The Senate Committee on Economic Development and Agriculture discussed credit card surcharges added to bills by businesses to cover processing fees Wednesday. Some senators expressed concern that eliminating the 3 percent charge could result in higher overall costs for consumers.
Sen. Marvin Blyden, who introduced the bill, pointed out that other areas, such as Puerto Rico, eliminated the charge. He said the bill’s purpose was to ensure that consumers would know up front what they would be charged for an item or service.
The bill had two main components: 1) No person, merchant, corporation, or vendor shall impose a surcharge on a consumer who chooses to use a credit card instead of cash, check, or any similar means of payment in any transaction, and 2) merchants may offer discounts to promote payment in cash, check, or any other similar method that does not involve the use of a credit card.
“The bill’s prohibition on credit and debit card surcharges is consistent with the Department’s ongoing efforts to safeguard consumers from unfair or deceptive payment practices. Similarly, the bill’s express allowance of cash discounts provides much-needed clarity in an area that has, until now, remained somewhat ambiguous in our statutory framework,” Licensing and Consumer Affairs Department Assistant Commissioner Horace Graham testified.
However, his advocacy for the bill was not enough to move the bill out of the committee. It was tabled.
“It must be understood that credit card fees are the cost we all pay for the convenience of the use of credit,” John P. Woods, president of St. Thomas-St. John Chamber of Commerce testified.
“If this cost were not shown, it would still be included in the price of the ultimate product or service,” he added.
Glendina Matthew, director of the Division of Banking, Insurance and Financial Regulation, also opposed the bill, stating that it would adversely affect insurance agencies in the territory.
The second bill considered by the committee would add the words “regardless of physical location” to the law concerning the collection of gross receipts taxes from companies doing hurricane rehabilitation projects in the territory.
Testifiers stated that the bill would generate $22 million for the government’s coffers from upcoming FEMA projects. It was forwarded to the Rules and Judiciary Committee.
Sen. Novelle Francis approved the bill because it closes a loophole through which the territory has lost millions in tax revenues.

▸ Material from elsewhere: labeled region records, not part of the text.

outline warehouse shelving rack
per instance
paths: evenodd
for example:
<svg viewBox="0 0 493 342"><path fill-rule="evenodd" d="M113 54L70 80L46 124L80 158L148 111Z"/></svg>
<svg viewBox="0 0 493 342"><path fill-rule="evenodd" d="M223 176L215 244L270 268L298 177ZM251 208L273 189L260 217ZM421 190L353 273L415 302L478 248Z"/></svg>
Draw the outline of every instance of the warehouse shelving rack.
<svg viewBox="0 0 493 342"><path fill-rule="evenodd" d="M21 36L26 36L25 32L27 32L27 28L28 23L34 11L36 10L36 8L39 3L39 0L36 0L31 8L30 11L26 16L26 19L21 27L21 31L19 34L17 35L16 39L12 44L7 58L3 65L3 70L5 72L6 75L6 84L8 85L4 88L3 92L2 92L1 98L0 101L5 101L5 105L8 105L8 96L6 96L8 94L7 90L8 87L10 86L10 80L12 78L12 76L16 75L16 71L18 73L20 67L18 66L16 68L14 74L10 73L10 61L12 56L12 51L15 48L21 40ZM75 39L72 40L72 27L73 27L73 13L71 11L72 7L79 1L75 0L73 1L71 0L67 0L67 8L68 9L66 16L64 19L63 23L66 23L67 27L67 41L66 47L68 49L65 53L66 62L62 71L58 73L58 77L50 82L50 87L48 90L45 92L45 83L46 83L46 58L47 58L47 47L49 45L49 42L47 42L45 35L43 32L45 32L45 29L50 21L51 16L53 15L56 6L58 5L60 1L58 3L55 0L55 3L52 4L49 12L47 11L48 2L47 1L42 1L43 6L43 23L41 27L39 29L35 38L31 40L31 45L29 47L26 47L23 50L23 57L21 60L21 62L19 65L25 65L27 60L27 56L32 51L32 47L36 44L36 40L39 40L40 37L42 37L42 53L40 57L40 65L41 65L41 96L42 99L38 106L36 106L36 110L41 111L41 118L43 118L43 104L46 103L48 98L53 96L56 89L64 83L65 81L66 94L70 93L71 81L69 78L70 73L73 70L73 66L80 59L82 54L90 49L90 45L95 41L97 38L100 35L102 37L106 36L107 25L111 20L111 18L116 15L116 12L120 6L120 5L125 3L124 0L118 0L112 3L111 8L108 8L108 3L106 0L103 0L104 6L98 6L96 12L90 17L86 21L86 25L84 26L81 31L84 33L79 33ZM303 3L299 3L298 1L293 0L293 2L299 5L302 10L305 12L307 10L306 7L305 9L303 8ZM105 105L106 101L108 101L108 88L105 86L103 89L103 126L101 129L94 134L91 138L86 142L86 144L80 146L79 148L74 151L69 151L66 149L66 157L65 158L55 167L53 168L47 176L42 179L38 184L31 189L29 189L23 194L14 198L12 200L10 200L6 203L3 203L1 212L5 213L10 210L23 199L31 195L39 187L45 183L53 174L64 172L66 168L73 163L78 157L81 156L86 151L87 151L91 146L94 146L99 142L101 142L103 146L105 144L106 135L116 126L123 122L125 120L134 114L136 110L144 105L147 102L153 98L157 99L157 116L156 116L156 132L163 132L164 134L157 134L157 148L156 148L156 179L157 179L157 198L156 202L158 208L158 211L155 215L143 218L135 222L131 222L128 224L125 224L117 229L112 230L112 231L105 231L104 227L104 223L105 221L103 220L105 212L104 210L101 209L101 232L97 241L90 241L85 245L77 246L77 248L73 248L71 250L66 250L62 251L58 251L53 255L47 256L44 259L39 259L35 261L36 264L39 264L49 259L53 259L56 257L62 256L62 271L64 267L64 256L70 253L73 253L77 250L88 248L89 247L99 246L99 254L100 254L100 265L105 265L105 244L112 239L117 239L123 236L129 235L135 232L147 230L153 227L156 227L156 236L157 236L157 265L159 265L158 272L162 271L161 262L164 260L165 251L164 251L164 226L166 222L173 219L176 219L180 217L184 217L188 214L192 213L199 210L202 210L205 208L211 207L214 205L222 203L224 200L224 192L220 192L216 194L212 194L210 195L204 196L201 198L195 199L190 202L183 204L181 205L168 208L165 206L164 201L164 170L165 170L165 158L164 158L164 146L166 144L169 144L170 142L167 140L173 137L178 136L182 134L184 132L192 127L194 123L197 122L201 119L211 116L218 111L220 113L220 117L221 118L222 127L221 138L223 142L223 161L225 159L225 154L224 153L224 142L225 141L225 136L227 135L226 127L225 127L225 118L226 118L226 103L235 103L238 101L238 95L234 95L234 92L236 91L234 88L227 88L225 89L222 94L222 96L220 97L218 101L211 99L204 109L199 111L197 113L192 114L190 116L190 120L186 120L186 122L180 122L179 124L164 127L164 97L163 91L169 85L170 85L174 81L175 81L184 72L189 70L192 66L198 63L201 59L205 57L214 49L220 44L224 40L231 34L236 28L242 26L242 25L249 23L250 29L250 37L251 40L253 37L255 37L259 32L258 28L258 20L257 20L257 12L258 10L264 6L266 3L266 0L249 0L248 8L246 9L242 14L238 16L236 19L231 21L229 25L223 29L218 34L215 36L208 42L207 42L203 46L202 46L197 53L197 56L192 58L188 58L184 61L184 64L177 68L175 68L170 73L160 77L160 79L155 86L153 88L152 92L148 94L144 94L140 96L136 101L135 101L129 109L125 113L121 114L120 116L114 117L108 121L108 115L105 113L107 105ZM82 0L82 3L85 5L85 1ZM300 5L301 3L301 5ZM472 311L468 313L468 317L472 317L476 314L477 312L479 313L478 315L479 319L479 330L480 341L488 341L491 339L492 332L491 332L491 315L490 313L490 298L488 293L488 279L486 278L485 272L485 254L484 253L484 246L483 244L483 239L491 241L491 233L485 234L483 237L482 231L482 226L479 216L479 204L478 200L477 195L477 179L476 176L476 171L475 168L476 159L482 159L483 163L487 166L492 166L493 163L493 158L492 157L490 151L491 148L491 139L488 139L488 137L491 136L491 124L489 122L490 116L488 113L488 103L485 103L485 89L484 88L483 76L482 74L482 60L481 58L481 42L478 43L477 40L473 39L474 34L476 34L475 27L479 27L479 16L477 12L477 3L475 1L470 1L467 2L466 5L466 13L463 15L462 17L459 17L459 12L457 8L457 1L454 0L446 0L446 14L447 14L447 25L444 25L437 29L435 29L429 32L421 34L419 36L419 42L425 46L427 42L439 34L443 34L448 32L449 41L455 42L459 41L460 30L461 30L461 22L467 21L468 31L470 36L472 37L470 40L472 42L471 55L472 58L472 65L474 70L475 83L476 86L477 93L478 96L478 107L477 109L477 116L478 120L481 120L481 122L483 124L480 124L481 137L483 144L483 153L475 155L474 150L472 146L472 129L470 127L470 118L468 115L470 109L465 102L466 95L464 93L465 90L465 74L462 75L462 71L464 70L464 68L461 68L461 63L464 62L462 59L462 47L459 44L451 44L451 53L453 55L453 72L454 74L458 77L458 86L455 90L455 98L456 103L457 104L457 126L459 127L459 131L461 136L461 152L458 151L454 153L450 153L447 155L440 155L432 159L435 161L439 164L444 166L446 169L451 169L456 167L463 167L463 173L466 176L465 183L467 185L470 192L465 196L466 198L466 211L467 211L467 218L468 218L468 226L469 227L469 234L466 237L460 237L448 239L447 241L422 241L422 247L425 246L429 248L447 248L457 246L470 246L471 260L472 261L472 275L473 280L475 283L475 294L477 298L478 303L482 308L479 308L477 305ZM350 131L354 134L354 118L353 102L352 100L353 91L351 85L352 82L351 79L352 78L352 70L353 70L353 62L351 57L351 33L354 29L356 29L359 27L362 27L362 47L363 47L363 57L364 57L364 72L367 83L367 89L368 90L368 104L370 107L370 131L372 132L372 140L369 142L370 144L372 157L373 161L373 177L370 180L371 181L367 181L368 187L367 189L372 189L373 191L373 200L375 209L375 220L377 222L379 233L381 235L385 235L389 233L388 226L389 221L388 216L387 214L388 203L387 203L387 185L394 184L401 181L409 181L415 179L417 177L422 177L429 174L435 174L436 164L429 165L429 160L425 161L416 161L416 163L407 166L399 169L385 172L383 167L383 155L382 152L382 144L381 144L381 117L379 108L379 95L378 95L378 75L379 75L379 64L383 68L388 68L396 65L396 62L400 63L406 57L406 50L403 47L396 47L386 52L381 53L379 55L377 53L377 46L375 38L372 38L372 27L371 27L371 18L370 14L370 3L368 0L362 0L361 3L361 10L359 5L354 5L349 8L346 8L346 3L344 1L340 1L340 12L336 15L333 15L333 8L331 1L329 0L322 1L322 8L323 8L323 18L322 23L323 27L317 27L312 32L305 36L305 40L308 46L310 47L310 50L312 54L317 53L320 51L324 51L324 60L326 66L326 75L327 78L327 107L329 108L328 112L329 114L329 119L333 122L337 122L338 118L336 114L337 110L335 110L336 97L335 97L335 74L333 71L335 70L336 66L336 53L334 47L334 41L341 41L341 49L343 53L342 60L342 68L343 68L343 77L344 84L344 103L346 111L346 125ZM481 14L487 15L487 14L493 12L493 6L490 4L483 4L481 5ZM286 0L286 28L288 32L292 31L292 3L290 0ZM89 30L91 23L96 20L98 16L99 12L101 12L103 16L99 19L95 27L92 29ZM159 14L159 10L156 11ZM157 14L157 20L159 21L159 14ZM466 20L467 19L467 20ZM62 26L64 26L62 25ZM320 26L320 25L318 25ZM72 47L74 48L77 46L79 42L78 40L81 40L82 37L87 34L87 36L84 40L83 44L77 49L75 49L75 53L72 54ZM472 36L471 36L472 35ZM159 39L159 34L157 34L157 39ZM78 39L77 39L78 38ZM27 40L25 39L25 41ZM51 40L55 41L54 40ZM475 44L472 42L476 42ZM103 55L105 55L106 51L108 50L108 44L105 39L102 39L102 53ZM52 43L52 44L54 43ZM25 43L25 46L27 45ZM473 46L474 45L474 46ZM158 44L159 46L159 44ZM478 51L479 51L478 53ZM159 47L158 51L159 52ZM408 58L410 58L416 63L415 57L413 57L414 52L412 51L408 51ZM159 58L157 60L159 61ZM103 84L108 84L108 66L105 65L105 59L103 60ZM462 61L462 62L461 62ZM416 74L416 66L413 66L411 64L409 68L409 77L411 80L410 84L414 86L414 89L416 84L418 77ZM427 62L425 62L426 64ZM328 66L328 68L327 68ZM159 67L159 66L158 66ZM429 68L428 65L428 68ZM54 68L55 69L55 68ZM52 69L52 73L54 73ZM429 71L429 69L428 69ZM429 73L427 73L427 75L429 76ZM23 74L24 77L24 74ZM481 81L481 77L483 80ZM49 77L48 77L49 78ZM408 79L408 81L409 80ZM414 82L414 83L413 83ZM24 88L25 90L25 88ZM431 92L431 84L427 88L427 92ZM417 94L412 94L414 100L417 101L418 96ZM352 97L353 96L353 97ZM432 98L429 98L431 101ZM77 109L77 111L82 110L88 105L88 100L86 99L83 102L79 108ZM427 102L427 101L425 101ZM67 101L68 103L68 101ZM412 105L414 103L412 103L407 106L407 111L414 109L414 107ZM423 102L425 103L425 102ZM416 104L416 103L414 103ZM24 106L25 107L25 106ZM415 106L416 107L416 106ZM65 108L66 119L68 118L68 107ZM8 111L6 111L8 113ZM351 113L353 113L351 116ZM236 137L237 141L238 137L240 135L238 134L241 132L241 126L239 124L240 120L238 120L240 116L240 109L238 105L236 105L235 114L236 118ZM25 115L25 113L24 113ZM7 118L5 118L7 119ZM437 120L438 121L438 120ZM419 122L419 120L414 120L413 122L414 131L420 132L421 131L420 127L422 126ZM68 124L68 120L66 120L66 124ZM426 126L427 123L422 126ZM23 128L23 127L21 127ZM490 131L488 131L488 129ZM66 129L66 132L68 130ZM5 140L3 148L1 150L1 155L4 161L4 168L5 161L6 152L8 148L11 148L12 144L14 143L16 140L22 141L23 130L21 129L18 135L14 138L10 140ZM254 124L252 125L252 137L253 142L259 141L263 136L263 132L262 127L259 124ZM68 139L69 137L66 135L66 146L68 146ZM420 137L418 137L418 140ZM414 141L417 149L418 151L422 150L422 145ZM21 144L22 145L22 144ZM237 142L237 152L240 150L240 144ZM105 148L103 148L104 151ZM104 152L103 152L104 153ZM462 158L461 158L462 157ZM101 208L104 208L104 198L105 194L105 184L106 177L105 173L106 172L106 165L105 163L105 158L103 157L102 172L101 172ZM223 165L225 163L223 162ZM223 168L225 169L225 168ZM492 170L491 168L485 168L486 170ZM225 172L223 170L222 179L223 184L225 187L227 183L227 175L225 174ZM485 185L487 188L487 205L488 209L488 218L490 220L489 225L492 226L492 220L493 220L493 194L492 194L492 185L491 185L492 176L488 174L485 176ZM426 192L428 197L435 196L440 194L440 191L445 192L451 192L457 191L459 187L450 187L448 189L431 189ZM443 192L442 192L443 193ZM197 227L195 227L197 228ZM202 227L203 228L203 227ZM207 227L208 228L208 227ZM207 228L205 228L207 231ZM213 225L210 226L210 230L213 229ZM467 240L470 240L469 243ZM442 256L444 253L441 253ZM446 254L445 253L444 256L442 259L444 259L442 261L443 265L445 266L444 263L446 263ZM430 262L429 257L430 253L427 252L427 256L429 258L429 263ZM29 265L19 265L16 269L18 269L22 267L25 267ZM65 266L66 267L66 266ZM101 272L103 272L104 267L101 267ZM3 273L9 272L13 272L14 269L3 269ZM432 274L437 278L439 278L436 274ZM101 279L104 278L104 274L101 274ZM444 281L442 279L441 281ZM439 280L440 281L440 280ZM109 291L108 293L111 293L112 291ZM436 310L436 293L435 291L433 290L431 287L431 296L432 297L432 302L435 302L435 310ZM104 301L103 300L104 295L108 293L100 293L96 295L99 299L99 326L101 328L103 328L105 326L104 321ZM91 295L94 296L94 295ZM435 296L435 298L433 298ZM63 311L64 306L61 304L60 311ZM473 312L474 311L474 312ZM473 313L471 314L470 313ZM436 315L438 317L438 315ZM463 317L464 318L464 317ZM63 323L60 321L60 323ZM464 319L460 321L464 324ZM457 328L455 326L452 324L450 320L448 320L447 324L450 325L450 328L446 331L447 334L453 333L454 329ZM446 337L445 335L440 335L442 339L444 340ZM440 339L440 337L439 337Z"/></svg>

“The bill will improve the existing language of the Virgin Islands Code by clarifying that excise and gross receipts taxes apply to all types of entities that perform business activities in the Virgin Islands, even if the entities are created, formed, managed, or even headquartered outside of the USVI,” Director V.I. Bureau of Internal Revenue Joel Lee testified.
Senators in attendance included Hubert Frederick, Angel Bolques Jr., Alma Francis Heyliger, Novelle Francis Jr., Kenneth Gittens, Marise James, Franklin Johnson, Clifford Joseph, Avery Lewis, and Milton Potter.